World map with countries highlighted signifying global range of Snapshot WI volunteers

#Supersnaps

One way Snapshot moderators and experts encourage those thousands of hours of engagement is by promoting the use of #supersnaps! Zooniverse volunteers come across some fantastic images while classifying photos. Using the tag #supersnap, volunteers can nominate their favorite photos for consideration as the best photo of the month. Snapshot Wisconsin will also be celebrating on the Wisconsin Department of Natural Resources’ Instagram (@wi_dnr) by hosting a tournament to decide among a group of amazing Snapshot trail camera images which one deserves the title of SuperSnap! Vote daily January 22-26 in the @wi_dnr Instagram Story.

Here are a few examples of past #supersnaps:

A black bear mother and her cub
A black bear mother and her cub.
Whitetail deer selfie
Whitetail deer selfie.
The “Badger State” namesake
The “Badger State” namesake.

Get a group involved by hosting a Snap-a-thon!

Take the fun of Zooniverse to an even larger group of participants by hosting a Snap-a-thon! Snapshot Wisconsin Snap-a-thons are friendly competitions where a group of people tag animal photos on our crowdsourcing website, Zooniverse, to gather as many points as possible. Who can participate? Anyone familiar with Wisconsin wildlife and with operating a computer can participate. No need to be a wildlife expert: Zooniverse has a built-in field guide to help with more difficult classifications. You can find Snap-a-thon instructions under the ‘activities’ tab here!

Snapshot Wisconsin Scientific Products

One of Snapshot Wisconsin’s goals is to provide data needed to make wildlife management decisions. Thanks to thousands of online volunteers, the program’s millions of trail camera images are transformed into usable data. This data has been used for wildlife research and wildlife decision support by Wisconsin DNR scientists and interested university students and faculty.

The Snapshot Publication webpage has publications organized by topic, ranging from the temporal and spatial behavior of deer to predator-prey relationships. The valuable information gathered from these research projects helps build our understanding of local wildlife and support wildlife management decisions.

Snapshot Wisconsin Blog

Snapshot Wisconsin has its own project blog at blog.snapshotwisconsin.org where the team shares #supersnaps, project updates, team outreach, scientific findings, ecological tid-bits and more!
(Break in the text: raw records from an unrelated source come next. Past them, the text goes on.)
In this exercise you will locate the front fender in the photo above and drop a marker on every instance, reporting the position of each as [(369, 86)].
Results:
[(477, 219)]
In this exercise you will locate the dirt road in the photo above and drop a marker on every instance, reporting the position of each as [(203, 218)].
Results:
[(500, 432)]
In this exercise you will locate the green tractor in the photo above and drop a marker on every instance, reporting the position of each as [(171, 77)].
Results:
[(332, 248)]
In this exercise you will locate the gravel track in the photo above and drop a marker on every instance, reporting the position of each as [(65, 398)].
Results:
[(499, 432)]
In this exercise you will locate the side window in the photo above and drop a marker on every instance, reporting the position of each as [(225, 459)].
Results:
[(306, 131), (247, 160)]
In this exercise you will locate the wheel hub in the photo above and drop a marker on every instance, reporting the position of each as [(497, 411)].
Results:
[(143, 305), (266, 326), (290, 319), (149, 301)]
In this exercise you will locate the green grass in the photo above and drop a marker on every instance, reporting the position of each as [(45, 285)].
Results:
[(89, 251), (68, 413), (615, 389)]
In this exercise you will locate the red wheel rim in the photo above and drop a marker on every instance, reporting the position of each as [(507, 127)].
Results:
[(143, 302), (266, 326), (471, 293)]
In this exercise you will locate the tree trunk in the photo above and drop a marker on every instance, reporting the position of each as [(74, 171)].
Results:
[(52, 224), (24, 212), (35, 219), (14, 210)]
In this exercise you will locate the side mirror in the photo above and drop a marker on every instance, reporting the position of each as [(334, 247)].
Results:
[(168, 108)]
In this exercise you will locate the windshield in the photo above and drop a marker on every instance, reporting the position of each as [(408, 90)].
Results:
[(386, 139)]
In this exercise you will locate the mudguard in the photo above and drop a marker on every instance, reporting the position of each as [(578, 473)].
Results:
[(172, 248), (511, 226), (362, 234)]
For more information about the project, please visit our main project page, or get started classifying photos at our Zooniverse crowdsourcing site.

Thank You for 50 Great Seasons

Snapshot Wisconsin would like to thank their camera hosts and Zooniverse volunteers for the tremendous amount of work they do for Wisconsin’s natural resources. 50 Zooniverse seasons has certainly flown by for the team, but it is nonetheless a remarkable success that wouldn’t be possible without the dedication and passion of the project’s Zooniverse volunteers.

Happy New Year & YouTube livestream this Thursday

Happy New Year Everyone! We can’t thank you enough for making Zooniverse possible. Thank you, thank you, thank you!!!!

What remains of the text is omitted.